Alors, je leur présentai ces quelques scénarios :

« Imaginez une betterave oubliée dans le jardin à l’automne, enfouie sous la neige tout l’hiver, et grelottant de froid. Ayant bravé de toutes ses force les intempéries jusqu’au printemps, un matin, le jardinier en remuant le sol la trouve. Oh ! une betterave, dit-il, je vais me régaler… surtout que ma réserve est épuisée. Il l’apporte à la cuisine, la fait cuire au four, puis se délecte de son goût sucré à souhait. Et voilà qu’après avoir été oubliée, le froid et même la glace ne l’avaient pas abîmée mais au contraire bonifiée… » « Ou encore, imaginez que la betterave abandonnée, retrouvée au printemps, a été lancée sur un tas de compost. Rejetée, elle a pris racine, s’est mise à faire des feuilles puis des graines… des dizaines de graines ! Des graines qui feront pousser à leur tour des tas de betteraves succulentes. Dans son adversité, cette betterave n’a pas été anéantie, mais elle s’est multipliée. »

Les enfants m’écoutaient sans dire mot, sans bouger un sourcil. Soudain, je les vis esquisser un sourire. Émue, je sus qu’ils avaient compris : abandonnée ou rejetée, la betterave était encore bonne, et même, elle était devenue meilleure, apportant plus de joie que les betteraves qui avaient été récoltées.
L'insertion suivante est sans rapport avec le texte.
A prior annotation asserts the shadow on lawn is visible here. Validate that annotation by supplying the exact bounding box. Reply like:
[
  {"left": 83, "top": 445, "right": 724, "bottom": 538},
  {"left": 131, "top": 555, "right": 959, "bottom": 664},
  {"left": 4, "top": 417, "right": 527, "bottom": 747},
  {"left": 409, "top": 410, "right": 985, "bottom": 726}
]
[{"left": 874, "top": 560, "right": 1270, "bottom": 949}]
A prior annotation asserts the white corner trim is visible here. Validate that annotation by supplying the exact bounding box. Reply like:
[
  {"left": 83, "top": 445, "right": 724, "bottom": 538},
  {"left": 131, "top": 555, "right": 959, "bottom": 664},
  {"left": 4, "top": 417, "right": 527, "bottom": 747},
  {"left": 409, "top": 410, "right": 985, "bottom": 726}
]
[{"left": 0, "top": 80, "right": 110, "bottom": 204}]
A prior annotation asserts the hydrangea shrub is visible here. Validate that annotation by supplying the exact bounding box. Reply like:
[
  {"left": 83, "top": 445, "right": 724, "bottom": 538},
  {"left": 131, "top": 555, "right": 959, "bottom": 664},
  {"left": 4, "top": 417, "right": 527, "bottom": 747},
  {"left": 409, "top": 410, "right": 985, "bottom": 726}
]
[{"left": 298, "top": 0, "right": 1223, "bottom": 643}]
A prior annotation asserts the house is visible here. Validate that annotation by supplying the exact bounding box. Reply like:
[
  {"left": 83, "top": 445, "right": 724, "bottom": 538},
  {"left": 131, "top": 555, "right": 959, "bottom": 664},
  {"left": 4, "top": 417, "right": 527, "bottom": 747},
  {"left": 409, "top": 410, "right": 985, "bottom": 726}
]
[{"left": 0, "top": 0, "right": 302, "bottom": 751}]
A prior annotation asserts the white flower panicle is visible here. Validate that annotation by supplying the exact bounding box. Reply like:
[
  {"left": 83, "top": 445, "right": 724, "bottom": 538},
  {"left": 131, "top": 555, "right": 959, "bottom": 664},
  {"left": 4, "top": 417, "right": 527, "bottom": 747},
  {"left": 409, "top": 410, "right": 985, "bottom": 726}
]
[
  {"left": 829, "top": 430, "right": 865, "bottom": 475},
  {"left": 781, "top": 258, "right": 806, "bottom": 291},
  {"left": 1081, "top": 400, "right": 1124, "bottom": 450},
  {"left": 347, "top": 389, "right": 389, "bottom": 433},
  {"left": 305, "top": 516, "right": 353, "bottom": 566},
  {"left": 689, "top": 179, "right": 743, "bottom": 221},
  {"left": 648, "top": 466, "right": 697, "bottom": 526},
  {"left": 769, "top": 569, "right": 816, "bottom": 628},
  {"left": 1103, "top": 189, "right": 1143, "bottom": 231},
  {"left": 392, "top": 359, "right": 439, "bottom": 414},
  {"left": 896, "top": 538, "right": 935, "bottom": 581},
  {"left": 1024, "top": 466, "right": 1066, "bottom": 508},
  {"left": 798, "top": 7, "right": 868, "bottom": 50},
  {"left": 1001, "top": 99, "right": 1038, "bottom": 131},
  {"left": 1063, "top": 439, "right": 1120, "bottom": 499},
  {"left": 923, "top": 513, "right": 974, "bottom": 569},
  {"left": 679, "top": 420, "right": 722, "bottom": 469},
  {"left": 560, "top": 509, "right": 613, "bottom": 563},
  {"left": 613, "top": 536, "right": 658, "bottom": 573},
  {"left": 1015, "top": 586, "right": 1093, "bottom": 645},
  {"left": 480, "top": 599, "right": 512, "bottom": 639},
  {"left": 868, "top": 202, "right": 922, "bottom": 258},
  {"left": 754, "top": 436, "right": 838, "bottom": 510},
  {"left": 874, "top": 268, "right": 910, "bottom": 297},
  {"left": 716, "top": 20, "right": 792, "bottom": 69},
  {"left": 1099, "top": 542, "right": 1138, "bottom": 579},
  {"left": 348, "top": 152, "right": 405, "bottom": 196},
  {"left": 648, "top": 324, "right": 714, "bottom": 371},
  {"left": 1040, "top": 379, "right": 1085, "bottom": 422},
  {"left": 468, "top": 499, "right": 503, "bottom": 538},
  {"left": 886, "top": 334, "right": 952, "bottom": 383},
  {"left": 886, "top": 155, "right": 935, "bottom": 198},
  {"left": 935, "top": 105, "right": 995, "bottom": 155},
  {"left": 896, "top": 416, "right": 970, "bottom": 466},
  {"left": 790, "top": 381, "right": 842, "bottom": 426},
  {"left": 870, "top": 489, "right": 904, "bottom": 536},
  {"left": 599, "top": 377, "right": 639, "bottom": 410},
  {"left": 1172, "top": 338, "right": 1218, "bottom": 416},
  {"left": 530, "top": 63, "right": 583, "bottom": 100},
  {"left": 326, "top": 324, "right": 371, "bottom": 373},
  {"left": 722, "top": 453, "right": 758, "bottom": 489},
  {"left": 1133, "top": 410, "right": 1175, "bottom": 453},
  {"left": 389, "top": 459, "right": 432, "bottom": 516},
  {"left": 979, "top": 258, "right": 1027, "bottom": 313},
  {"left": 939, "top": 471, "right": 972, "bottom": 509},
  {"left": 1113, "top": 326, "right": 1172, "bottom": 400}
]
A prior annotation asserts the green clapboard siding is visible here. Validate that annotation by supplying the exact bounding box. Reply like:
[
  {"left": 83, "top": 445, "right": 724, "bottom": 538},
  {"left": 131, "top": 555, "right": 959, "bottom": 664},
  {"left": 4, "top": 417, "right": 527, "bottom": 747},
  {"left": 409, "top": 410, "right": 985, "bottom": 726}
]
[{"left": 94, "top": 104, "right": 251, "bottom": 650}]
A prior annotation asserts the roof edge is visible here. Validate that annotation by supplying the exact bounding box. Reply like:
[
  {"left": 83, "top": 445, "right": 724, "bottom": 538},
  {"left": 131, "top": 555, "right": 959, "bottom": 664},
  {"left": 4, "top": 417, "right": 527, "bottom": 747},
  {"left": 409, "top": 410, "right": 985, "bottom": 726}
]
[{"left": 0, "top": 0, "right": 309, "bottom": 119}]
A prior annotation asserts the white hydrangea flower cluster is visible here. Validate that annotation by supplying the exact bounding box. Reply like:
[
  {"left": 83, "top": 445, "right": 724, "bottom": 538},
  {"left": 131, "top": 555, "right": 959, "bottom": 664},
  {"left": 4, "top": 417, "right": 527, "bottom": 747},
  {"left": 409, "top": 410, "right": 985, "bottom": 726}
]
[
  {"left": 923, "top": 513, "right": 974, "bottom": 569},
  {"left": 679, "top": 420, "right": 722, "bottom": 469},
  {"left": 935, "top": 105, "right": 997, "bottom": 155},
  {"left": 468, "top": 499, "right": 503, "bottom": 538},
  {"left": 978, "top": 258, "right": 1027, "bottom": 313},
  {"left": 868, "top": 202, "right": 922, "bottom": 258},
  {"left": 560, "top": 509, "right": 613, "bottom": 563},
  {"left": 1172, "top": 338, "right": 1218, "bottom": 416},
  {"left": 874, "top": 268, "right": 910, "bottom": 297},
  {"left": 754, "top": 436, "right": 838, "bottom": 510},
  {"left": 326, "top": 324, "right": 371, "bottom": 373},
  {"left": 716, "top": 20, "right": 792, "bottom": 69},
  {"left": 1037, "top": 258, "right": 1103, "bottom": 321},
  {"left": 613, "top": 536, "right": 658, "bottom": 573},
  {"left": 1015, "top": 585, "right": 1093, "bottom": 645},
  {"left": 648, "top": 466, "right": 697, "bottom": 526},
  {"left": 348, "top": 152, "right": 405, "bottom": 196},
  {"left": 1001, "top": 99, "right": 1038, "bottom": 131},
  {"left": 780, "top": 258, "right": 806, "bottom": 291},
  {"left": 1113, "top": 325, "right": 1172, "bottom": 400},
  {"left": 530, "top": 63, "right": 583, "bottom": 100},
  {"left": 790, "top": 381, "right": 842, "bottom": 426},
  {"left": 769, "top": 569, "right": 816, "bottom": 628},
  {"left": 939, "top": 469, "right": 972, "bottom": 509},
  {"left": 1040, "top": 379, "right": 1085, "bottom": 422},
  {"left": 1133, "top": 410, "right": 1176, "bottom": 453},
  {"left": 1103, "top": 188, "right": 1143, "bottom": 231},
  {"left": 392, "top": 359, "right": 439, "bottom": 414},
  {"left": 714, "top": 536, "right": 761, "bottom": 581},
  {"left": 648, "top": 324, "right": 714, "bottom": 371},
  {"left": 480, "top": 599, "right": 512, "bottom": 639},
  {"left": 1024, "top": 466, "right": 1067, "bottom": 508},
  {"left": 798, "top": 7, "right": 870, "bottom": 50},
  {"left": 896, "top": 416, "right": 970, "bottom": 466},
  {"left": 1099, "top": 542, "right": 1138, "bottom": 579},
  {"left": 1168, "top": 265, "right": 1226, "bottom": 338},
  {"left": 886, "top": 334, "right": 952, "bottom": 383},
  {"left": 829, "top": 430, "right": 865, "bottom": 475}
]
J’eus le cœur qui battait la chamade. Je revins à mon atelier d’écriture. Les enfants se ressaisirent aussi et penchés sur leur feuille, ils se mirent à écrire. « Il était une fois une betterave… » La cloche sonna. Les enfants m’entourèrent, me serrèrent dans leurs bras, me demandèrent un autographe. Je quittai la classe avec ce sentiment puissant que ces jeunes défavorisés n’oublieraient jamais l’allégorie de la betterave et, oui, qu’ils sauraient, le moment venu, vaincre leur misère. Merci aux éducateurs et éducatrices qui aiment les enfants et leur donnent les outils -- écriture et lecture -- pour grandir et mûrir.